Speaker
Description
We investigate the impact of multiphase fluid transport on nucleation and crystallization (precipitation) reactions under pore confinement and the influence of that behavior on permeability and accessible pore space in porous media. Experiments at the intersection of geochemistry and microfluidics have the potential to enable a step change in understanding CO2 storage and mineralization mechanisms by investigating the influence of transport on mineralization rates reported from batch reactor experiments. To study precipitation of silicate and carbonate minerals in mafic/ultramafic formations for carbon storage applications, we create models of 3D unconsolidated or sintered glass bead “grains” in glass tubes and planar cells with varied reactive inclusion “grains” of (1) mafic/ultramafic minerals including MgO, brucite, and olivine and/or (2) water-soluble seed crystals (e.g., sodium chloride, sodium acetate, copper sulfate) that are mounted in a microfluidic setup. The latter form from supersaturated brines at faster rates than geologic crystals and are used as mineralization proxies to explore crystallization dynamics in a lab microfluidic setting on a reasonable timescale. Mineralization reactions of mafic/ultramafic inclusions are slower, in part because gaseous CO2 must dissolve into the brine and the minerals must dissolve to release ions before the crystal formation can proceed. The microfluidic devices are pre-saturated with a brine of the necessary ionic concentration to promote crystallization. Then, either air or CO2 gas is injected depending on the desired reaction. This multiphase flow produces liquid-gas interfaces that influence crystallization. Flow dynamics and the habits of crystal nucleation and growth under pore-confinement in these engineered porous media are captured with time-lapse microscopy (e.g., stereomicroscope, confocal microscope, microCT) while keeping the samples intact. On select samples, cross-sections (e.g., billets and thin sections) of the samples are examined with microscopy (e.g., thin section, SEM, EDS) and bulk sample measurements (e.g., helium pycnometer, imbibition capacity) are acquired after reactive transport to quantify porosity changes with crystallization.

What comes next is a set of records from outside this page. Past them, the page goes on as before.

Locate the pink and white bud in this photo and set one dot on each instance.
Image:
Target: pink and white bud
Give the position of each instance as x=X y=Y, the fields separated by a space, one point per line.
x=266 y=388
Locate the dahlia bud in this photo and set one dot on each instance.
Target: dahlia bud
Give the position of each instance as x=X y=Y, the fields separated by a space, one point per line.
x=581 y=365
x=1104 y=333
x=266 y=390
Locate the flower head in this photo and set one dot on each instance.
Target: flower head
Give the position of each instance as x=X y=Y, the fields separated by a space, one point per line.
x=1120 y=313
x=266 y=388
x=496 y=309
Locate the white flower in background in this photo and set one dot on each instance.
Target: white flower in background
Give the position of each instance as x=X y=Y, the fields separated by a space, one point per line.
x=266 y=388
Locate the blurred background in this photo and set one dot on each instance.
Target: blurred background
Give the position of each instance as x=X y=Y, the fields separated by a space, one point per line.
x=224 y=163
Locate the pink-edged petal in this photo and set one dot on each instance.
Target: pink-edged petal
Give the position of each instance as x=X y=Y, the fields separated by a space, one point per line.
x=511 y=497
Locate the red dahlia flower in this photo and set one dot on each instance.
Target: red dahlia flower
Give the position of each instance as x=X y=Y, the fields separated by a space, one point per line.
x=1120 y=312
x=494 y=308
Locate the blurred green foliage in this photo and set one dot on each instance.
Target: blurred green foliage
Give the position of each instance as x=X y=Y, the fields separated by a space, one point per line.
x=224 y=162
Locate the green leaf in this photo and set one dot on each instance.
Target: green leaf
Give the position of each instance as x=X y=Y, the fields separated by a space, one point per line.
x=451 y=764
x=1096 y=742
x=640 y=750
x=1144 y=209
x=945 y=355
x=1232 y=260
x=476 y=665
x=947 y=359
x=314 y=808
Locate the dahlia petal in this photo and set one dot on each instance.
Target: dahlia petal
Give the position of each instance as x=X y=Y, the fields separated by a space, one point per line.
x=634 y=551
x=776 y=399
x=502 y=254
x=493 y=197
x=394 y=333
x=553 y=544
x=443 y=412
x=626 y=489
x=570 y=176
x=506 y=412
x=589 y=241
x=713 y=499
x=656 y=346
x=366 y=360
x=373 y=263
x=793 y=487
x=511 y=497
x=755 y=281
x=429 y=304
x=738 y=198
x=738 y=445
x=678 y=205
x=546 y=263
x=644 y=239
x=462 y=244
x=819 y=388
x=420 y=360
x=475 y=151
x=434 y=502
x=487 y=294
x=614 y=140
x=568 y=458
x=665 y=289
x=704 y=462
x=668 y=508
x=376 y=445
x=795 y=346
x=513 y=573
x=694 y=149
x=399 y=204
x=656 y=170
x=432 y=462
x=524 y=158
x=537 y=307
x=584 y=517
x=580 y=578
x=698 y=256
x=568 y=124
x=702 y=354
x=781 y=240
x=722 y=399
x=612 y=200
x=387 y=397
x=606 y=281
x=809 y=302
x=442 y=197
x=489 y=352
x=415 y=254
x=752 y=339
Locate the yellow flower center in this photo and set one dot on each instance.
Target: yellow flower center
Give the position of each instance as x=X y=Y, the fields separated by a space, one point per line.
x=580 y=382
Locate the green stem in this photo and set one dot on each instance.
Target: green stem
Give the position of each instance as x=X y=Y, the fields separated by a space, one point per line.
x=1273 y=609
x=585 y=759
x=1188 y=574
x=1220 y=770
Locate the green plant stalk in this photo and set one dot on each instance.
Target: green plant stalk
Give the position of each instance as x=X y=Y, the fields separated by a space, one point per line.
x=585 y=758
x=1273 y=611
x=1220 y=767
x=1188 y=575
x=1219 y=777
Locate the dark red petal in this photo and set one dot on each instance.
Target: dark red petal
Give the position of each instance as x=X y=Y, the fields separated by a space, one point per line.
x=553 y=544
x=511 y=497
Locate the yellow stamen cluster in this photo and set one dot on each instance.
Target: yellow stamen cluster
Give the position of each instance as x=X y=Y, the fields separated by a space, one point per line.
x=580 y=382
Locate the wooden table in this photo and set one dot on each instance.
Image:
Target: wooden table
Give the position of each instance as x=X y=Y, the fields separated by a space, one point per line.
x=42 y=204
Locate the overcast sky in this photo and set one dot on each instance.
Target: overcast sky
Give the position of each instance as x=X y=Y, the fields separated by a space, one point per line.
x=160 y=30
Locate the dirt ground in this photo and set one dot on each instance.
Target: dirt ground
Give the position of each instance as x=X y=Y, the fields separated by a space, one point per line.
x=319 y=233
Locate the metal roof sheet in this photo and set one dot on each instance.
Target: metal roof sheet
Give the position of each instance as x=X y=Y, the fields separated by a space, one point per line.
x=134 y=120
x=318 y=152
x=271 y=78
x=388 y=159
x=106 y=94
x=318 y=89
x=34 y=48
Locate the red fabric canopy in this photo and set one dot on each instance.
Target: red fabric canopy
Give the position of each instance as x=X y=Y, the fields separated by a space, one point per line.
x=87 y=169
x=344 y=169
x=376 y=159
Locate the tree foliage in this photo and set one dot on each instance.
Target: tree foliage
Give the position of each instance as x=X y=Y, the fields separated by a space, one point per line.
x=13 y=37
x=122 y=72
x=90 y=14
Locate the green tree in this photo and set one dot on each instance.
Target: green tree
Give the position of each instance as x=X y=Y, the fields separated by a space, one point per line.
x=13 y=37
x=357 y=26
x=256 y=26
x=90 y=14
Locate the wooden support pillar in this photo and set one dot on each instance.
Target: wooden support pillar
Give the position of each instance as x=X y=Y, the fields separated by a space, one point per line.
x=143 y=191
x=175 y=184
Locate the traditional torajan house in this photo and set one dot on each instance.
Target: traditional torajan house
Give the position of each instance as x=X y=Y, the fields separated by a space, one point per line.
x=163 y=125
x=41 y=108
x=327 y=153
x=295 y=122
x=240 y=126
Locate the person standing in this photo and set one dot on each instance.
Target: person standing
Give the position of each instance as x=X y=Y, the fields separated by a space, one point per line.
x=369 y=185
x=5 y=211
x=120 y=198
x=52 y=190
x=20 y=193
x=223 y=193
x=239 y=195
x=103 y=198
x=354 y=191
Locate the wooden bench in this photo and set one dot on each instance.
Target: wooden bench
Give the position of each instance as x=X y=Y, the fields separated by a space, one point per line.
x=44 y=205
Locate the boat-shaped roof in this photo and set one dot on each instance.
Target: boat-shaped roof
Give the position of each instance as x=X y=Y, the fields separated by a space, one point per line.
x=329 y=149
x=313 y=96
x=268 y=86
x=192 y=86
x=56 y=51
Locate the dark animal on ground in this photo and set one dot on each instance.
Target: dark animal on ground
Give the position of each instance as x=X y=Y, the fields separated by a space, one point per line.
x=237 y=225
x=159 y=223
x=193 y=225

This presentation first details development of fabricated “lab-on-a-chip” miniature 3D synthetic rocks with varied reactive properties. The workflow enables control of porosity, permeability, microstructure, mineral composition, and accessible reactive surface area and allows for easier in-situ observations and measurements as opposed to real core experiments. Next, the presentation provides early insights on how formation of carbonates and carbonate mineralization proxies alters the microstructure of a rock and how to optimize injection strategies to maximize crystallization reaction and minimize permeability reduction. Results suggest that precipitation favors diffusion-dominated zones and that nucleation behavior and location will be influenced by liquid/gas interfaces and the presence of thin films. Results are cast in terms of dimensionless transport numbers (e.g., Capillary, Damkohler, Peclet numbers) and provide ideal benchmarks for numerical modeling and functional relationships for accelerating or inhibiting carbon mineralization within a porous media. Going forward, the 3D microfluidics setups will enable investigation of a host of coupled pore-scale alteration phenomena, including dissolution, carbonation/precipitation, and swelling/shrinking as a function of fluid flow/injection rates, pH, total dissolved solids, temperature, and pressure.